Environmentalists, who fought unsuccessfully in state court to stop the hunt, said the killings had occurred during breeding season, when gray wolves are especially vulnerable. They said the large number of wolves killed in such a short time underscored the need for President Joe Biden to put the gray wolf back on the list of animals protected under the Endangered Species Act.
“These animals were killed using packs of dogs, snares and leg-hold traps,” Kitty Block, chief executive of the Humane Society of the United States, said Tuesday. “It was a race to kill these animals in the most cruel ways.”
The hunt, reported by The Milwaukee Journal
Sentinel, follows the gray wolf’s January removal from the Endangered Species Act. In October, the Trump administration announced that the species, which had been all but exterminated in the lower 48 states by the mid-20th century, had rebounded enough that it no longer needed federal shielding.
The removal of the wolf from the list was one of many rollbacks of environmental regulations under the Trump administration, which last summer announced new rules that would make it easier to remove a species from the endangered list and weaken protections for threatened species.
The resurgence of wolves in certain parts of the country has been called a success story for conservationists. But as their numbers grew, ranchers have had to contend with wolves’ appetite for cattle and sheep.

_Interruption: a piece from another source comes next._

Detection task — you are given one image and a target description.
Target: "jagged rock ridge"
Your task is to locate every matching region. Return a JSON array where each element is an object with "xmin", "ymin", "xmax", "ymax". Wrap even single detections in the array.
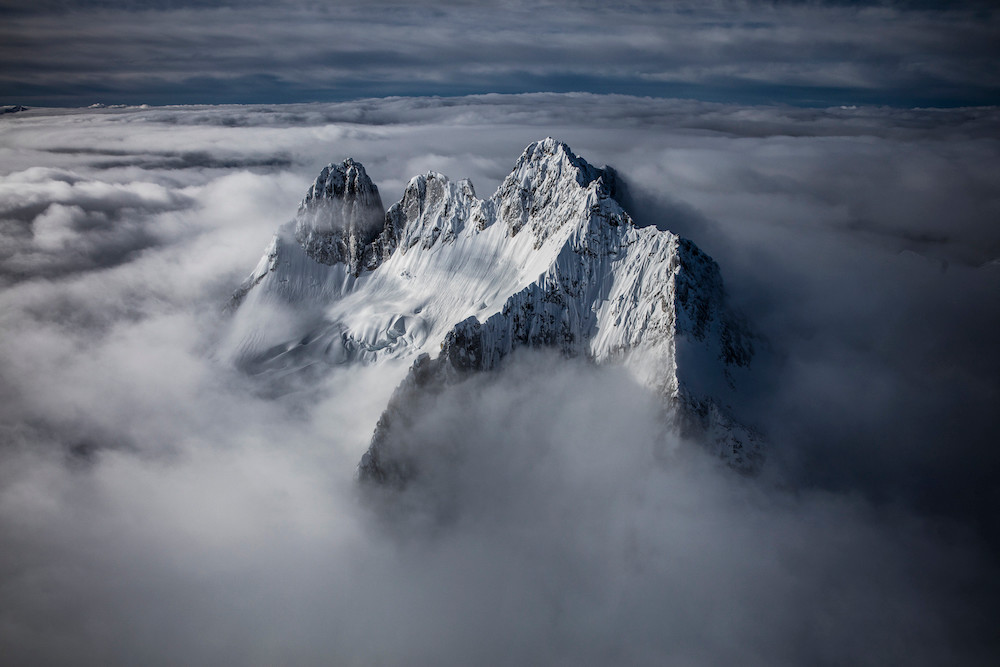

Conservationists counter that wolves keep deer, elk and other species in check and therefore help prevent more vegetation loss.
The last time wolves were hunted in Wisconsin was 2014, after President Barack Obama said the wolf could be removed from federal protection.
A federal judge later rejected the Obama administration’s efforts to keep the wolf off the list.
Wisconsin is the only U.S. state that requires a yearly wolf-hunting season if the animal is not protected under the Endangered Species Act, according to Nicholas Arrivo, a lawyer for the Humane Society.
The Trump administration’s decision meant the state would have to hold one hunting season a year, which under Wisconsin law starts in early November and ends Feb. 28.
Wisconsin wildlife officials had scheduled the start of the hunting season for this November, citing the need for time to develop a “science-based” harvest quota and work closely with the public and Native American tribes to create a plan.
But Hunter Nation, a hunters group led by Luke Hilgemann of Wisconsin, accused state officials of “intentionally delaying the wolf harvest to give radical anti-hunting groups time to block the delisting and stop a hunt altogether.”
The group filed a lawsuit Feb. 2 in which it argued that under state law, the hunt should be scheduled immediately since the wolf was taken off the list Jan. 4.
The lawsuit noted a letter from Republican state lawmakers dated Jan. 15 in which they called for a wolf hunt season that month.